FIFA make 2012 the year to end underground match-fixing industry

Chris Eaton FIFA

Chris Eaton FIFAFIFA‘s head of security, Chris Eaton, has been put in charge of breaking up a lucrative underground industry of match-fixing in soccer, a move which has been made by the football governing body to crack down on an illegal gambling market estimated at $1 trillion.

In a report by CNN, Eaton, who was once head of crime agency Interpol, said governments must work together to eradicate the problem as underground gangs may be trying to influence the outcome of high division football games.

“We’re talking about international, transcontinental, organised crime taking advantage of the enormous pot of money available in global gambling is digital money or cash,” he said.

He continued: “Most of this is in the illegal gambling market out of South East Asia. Estimates vary from between $500 billion to £1 trillion so we’re talking about money that attracts organised crime of course because this is digital money or cash.”
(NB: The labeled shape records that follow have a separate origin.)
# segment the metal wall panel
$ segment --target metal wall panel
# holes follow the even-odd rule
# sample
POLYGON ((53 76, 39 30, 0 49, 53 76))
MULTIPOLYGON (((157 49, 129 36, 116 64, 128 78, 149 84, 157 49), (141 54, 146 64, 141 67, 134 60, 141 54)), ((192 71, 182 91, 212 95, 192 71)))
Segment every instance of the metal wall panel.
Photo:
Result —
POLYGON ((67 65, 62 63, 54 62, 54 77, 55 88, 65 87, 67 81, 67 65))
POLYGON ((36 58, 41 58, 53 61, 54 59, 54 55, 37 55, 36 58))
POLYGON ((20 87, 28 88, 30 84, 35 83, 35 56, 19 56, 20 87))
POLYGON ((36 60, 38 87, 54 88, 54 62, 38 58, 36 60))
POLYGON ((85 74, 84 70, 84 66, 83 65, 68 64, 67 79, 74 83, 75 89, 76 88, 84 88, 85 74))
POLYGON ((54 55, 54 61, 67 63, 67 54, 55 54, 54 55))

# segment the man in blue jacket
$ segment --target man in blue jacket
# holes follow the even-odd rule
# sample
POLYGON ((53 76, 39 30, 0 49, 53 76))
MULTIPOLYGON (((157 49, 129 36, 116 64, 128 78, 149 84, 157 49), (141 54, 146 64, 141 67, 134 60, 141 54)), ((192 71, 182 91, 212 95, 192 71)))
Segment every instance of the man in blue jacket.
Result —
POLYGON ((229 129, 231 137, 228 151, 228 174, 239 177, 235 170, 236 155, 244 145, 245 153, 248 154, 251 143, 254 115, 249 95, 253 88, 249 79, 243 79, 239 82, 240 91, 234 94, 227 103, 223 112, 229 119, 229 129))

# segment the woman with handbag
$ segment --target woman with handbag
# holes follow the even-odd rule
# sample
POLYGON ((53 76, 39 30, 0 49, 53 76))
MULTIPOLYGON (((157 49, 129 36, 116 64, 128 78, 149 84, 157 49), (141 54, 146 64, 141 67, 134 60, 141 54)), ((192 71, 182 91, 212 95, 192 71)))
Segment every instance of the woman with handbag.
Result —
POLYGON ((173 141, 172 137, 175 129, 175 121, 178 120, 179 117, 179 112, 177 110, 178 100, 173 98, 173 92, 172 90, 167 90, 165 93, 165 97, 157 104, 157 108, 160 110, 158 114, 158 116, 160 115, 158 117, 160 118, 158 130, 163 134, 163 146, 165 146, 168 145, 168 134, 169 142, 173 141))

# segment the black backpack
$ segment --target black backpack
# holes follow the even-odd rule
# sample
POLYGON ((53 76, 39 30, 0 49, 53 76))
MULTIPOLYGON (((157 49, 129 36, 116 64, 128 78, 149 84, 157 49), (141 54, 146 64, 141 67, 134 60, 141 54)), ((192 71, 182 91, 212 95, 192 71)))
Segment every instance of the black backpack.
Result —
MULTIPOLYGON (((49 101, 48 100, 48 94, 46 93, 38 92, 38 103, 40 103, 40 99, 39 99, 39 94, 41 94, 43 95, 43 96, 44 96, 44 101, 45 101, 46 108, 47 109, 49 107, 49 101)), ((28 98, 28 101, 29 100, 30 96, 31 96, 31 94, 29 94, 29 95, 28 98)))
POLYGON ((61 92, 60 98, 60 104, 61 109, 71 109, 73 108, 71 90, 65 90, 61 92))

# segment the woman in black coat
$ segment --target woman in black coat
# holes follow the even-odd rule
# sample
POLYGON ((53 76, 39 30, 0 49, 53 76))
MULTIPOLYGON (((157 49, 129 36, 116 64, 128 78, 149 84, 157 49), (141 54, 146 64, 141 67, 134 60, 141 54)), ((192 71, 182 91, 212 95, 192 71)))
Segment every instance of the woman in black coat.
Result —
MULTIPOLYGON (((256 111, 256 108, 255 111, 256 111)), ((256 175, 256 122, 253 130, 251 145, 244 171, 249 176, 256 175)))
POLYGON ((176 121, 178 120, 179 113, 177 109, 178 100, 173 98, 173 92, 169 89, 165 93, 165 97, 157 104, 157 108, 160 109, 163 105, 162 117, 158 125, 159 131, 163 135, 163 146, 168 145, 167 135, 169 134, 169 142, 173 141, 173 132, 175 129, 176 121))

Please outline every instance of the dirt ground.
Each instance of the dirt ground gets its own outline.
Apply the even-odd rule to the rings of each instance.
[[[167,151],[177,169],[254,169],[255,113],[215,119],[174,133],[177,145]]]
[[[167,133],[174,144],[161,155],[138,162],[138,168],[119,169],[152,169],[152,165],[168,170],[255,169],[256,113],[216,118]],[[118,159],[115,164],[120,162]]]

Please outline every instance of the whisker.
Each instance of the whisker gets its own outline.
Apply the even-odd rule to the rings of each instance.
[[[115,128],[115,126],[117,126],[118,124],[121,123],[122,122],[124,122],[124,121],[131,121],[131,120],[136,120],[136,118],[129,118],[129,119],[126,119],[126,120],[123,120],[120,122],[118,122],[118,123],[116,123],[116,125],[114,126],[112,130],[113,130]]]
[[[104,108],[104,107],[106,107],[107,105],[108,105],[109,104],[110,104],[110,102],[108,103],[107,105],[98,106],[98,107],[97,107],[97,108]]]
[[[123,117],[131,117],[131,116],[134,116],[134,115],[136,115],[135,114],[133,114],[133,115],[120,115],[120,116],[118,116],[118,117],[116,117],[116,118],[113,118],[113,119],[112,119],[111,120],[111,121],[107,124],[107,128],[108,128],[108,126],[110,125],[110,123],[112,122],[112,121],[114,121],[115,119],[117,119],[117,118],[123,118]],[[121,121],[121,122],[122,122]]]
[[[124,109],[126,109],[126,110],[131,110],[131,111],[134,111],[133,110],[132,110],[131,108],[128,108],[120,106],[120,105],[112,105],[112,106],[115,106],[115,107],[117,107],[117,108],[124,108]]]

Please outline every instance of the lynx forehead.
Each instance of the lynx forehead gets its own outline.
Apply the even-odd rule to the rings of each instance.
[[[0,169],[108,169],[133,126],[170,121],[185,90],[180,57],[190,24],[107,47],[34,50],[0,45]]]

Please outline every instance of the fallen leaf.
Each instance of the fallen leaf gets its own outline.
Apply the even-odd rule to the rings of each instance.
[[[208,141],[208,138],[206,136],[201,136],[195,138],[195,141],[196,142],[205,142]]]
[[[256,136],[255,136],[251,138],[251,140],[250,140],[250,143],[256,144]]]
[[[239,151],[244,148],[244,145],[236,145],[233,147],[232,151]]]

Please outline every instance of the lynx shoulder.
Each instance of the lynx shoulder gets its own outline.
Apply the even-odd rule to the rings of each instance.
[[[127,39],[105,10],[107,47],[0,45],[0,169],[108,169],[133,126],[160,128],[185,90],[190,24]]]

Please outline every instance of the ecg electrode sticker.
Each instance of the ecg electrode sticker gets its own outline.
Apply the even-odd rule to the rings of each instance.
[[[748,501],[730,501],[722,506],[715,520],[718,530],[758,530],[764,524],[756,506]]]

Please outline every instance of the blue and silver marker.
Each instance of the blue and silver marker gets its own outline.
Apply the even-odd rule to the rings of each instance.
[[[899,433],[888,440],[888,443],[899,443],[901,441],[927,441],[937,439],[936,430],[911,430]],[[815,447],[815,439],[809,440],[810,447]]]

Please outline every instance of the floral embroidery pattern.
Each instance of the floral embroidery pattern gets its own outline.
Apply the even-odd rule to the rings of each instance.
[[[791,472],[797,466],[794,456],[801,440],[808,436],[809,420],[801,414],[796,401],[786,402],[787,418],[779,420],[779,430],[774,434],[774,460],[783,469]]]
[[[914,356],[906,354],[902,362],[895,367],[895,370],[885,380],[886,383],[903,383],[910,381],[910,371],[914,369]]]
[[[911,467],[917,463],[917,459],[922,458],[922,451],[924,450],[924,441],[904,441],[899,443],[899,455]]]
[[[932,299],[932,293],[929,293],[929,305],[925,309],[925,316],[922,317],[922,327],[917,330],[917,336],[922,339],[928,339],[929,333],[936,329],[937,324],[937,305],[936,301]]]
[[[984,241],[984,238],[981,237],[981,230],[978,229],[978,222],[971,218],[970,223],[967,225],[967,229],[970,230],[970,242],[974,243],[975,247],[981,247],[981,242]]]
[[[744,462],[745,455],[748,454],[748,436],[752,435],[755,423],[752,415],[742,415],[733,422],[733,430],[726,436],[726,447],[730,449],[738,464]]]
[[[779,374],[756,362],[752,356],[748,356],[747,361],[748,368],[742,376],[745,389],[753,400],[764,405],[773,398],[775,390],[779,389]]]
FIFA announced yesterday its plans to help fight match-fixing, which will involve: seeking assistance from Interpol; setting up an amnesty for those who provide information; and sending officials around the world to look for clues – like international detectives.

To show the world how serious match-fixing is, and that it is really happening, FIFA also released a document sent by a Singaporean match-fixing specialist based in London – Mr Wilson Raj Perumal – asking an unnamed national association to let in two goals for a £100k reward. They didn’t fail to mention that he is now rotting in jail.

If that message wasn’t clear enough, Eaton said FIFA must send make 2012 the year where people know match-fixing will lead to prosecution. He said: “We need to set a baseline of behaviour where players, referees and administrators understand that if you cross that line FIFA will take action against you and you will not be involved in football again.”

He added that so far there has been no specific allegations relating to any major European competitions, such as the English Premier League, but advised that underground gangs and their reach shouldn’t be taken lightly.

“This is not ad-hoc opportunistic match fixing, this is criminally planned sports results manipulation and it needs the collective commitment of governments. Nothing is immune,” he said.